Preheat your oven to 400°F (200°C) and line a baking sheet with parchment paper.
In a large bowl, whisk together the flour, sugar, baking powder, salt, cinnamon, nutmeg, ginger, and cloves until well combined.
Add the cold cubed butter to the dry ingredients. Using a pastry cutter, two forks, or your fingertips, work quickly to cut the butter into the flour mixture until it resembles coarse crumbs with some pea-sized pieces remaining.
In a separate bowl, whisk together the pumpkin puree, heavy cream, egg, and vanilla until smooth.
Pour the wet ingredients into the dry mixture and fold gently with a spatula just until a shaggy dough forms. Be careful not to overmix.
Turn the dough onto a lightly floured surface and pat it into an 8-inch circle about 1-inch thick. Using a sharp knife, cut the circle into 8 equal wedges.

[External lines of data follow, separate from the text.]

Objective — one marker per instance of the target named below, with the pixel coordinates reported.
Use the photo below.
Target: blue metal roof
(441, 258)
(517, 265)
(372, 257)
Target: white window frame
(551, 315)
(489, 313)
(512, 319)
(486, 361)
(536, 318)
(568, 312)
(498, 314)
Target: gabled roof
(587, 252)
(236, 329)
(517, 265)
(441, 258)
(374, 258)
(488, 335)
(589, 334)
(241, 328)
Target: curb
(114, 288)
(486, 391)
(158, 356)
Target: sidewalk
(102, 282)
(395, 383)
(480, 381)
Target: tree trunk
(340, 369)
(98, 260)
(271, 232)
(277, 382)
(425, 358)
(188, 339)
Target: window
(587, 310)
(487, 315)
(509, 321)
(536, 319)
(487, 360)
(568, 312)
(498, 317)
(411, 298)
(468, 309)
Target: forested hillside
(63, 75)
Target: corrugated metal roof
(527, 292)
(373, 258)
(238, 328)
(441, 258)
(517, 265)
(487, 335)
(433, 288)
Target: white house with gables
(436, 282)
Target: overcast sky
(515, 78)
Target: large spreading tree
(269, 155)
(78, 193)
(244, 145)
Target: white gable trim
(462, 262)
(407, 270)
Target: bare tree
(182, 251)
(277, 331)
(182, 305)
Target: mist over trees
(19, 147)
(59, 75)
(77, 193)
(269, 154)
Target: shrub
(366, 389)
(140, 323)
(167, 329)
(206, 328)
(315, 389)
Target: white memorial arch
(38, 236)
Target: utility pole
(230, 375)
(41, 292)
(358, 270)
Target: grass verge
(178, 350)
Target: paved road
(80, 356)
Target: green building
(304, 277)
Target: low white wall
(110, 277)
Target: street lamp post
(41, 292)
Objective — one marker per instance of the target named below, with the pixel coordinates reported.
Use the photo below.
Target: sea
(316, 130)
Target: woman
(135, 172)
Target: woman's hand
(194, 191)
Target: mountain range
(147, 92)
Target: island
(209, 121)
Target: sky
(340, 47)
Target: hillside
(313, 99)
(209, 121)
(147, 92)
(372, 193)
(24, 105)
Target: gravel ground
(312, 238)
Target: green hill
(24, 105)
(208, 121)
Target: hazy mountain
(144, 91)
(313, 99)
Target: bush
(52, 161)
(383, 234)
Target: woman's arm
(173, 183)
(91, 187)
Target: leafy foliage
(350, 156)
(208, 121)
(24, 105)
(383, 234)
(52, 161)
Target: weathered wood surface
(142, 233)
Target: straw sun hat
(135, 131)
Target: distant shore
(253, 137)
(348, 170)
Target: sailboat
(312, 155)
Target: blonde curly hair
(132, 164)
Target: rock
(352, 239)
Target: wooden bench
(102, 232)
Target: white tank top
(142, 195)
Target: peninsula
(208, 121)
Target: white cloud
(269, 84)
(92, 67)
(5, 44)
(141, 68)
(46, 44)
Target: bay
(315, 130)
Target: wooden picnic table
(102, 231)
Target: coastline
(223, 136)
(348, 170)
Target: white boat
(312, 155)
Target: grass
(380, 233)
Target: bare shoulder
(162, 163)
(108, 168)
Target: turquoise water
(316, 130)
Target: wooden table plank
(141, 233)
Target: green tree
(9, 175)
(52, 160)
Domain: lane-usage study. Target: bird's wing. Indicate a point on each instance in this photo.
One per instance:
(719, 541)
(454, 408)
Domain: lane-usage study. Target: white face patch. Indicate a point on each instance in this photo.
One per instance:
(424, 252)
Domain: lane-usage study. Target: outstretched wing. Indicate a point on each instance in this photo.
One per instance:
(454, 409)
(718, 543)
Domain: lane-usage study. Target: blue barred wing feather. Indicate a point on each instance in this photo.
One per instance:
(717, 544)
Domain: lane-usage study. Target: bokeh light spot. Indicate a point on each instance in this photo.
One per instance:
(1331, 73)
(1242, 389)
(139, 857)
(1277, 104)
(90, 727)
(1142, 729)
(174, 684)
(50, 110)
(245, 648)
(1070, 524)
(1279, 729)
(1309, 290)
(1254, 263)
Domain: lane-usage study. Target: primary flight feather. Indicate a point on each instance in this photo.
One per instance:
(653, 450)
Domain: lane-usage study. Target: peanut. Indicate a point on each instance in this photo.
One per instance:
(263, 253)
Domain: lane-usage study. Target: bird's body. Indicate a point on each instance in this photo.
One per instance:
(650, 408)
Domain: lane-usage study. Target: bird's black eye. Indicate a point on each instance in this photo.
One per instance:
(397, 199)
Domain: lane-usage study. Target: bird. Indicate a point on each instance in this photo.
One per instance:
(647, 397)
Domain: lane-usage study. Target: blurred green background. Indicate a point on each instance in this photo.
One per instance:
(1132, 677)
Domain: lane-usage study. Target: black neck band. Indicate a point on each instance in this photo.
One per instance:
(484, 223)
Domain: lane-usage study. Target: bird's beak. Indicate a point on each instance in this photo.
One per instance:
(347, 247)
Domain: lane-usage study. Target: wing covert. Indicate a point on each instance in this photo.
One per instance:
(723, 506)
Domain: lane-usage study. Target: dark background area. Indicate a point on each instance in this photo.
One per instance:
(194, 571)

Transfer the wedges to your prepared baking sheet, leaving about 2 inches between each one to allow for expansion.
Bake for 18-22 minutes, or until the scones are golden brown around the edges and a toothpick inserted into the center comes out clean.
Allow them to cool on the baking sheet for 5 minutes before transferring to a wire rack.
While the scones are cooling, whisk together the powdered sugar and maple syrup in a small bowl. Add milk or cream, one tablespoon at a time, until you reach your desired consistency.
Once the scones have cooled for about 10 minutes (still slightly warm), drizzle the maple glaze generously over each one.